[BUG] Performance has decreased by three times
Search before asking
- [X] I had searched in the issues and found no similar feature requirement.
DeepFlow Component
Agent
What you expected to happen
our agent config file is like this:
vtap_group_id: g-e7f3f8db93 tap_interface_regex: .* process_threshold: 30 external_agent_http_proxy_enabled: 1 external_agent_http_proxy_port: 38086 static_config: ebpf: thread-num: 5 on-cpu-profile: disabled: true l7-protocol-enabled:
- HTTP ## for both HTTP and HTTP_TLS
- MySQL
- Redis
- Kafka l7_log_collect_nps_threshold: 100000 thread_threshold: 1000 l4_log_tap_types:
- 0 l7_log_packet_size: 1500 http_log_trace_id: traceparent,sw8,x-b3-traceid http_log_span_id: traceparent, sw8,x-b3-traceid http_log_proxy_client: 关闭
When we started stress testing, after deploying the deepflow agent in the cluster, we found that the average response time of Java microservices decreased by three times, from over 100 MS to 400 MS. We have removed protocols that we may not use in the agent and tried to increase CPU and memory configurations, but it did not help We even tried l4_ Log_ Tap_ Types: -1, but still not helpful We are using the latest version of 6.4.3 (agent/server). Is this the original performance of the agent?
How to reproduce
No response
DeepFlow version
6.4.3
DeepFlow agent list
Daemonsets 7 pods
Kubernetes CNI
Antrea
Operation-System/Kernel version
4.1.19
Anything else
No response
Are you willing to submit a PR?
- [ ] Yes I am willing to submit a PR!
Code of Conduct
- [X] I agree to follow this project's Code of Conduct
Hello, there are some questions about this issue that need to be clarified:
- What tool did you use for the benchmark? We have used wrk2 (https://github.com/giltene/wrk2), but found that this tool distorts RT under extreme TPS pressure.

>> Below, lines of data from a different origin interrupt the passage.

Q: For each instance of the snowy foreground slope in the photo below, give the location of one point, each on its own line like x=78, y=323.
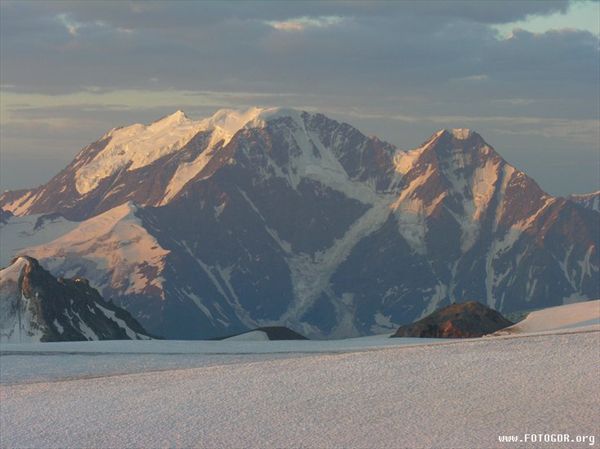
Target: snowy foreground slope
x=366, y=392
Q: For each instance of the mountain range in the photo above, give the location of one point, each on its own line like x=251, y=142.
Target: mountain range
x=270, y=217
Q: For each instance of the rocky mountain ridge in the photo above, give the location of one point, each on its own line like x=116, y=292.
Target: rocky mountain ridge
x=35, y=306
x=283, y=217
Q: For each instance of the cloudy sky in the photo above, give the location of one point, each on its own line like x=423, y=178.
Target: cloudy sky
x=523, y=74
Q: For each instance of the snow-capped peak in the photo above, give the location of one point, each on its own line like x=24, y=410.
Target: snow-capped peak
x=138, y=145
x=461, y=133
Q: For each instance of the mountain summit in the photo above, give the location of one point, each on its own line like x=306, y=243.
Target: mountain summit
x=270, y=217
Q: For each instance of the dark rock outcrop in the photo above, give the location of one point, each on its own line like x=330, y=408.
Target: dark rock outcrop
x=464, y=320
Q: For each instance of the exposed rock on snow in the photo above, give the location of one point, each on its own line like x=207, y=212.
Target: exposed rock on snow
x=267, y=333
x=465, y=320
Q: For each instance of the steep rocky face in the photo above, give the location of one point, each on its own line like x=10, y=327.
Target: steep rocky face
x=588, y=200
x=35, y=306
x=466, y=320
x=280, y=217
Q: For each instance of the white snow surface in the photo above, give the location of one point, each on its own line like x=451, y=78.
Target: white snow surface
x=569, y=316
x=458, y=394
x=138, y=145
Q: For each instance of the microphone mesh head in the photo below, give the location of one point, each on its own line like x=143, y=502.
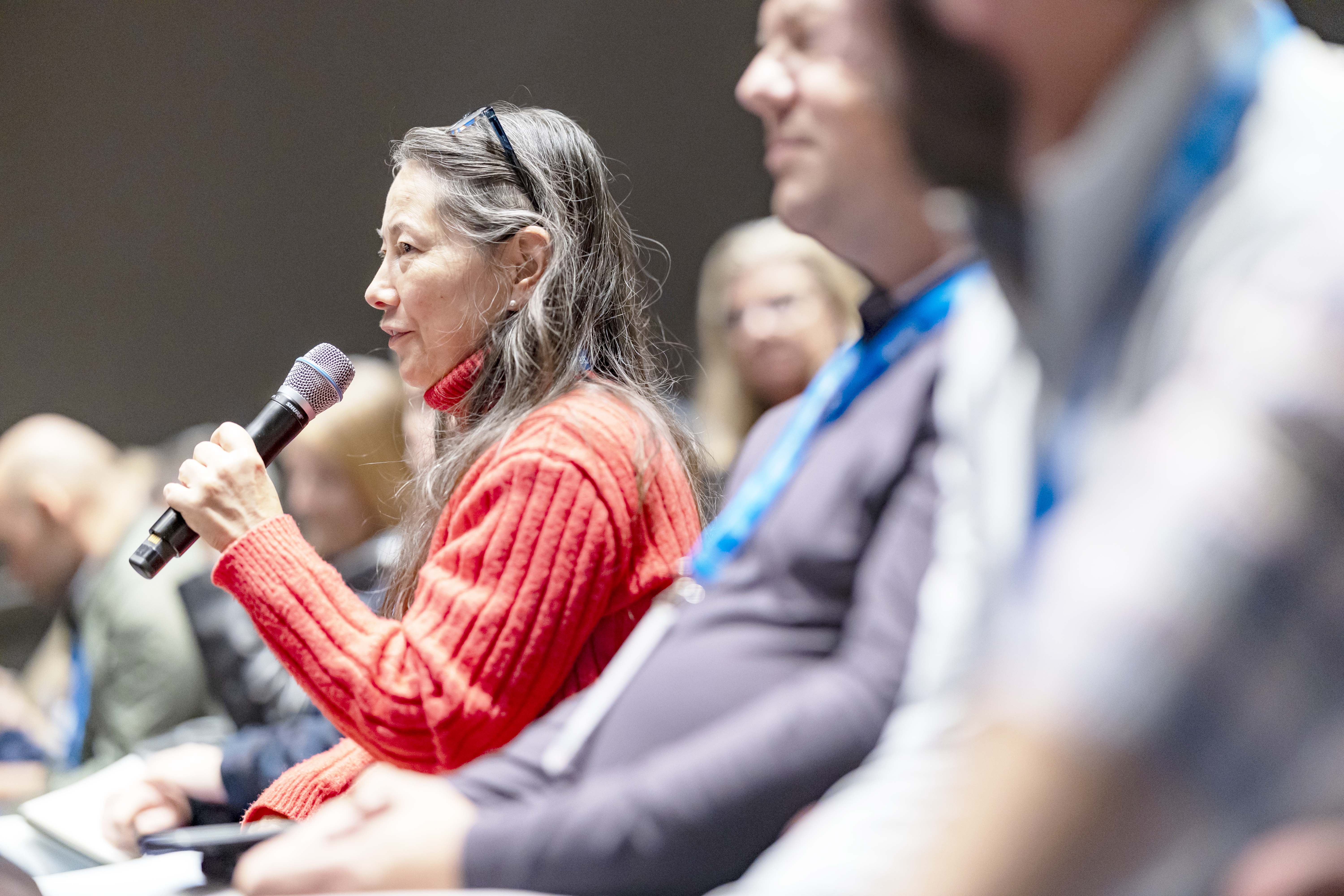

- Which testing method did you use: A) Fixed TPS, testing with and without running deepflow-agent; B) Testing maximum TPS in scenarios with and without running deepflow-agent. If it's the first method, please confirm that no single logical core ran at 100% during the test, as reaching 100% could likely cause a significant decay in RT. If it's the second method, it usually means that definitely a single core ran at 100%. We typically use the first method for testing and ensure that no single core runs at 100% while running deepflow-agent. For our testing method, please refer to: https://deepflow.io/blog/zh/030-deepflow-agent-ebpf-benchmark/
- What was the TPS during the stress test?
- During the testing process, how was the overall CPU usage and system load of the machine?
- Can you confirm that your kernel version is 4.1.19? I'm concerned it might be a typo, as it looks like 4.19.
Due to the lack of response for a long time, this issue will be closed.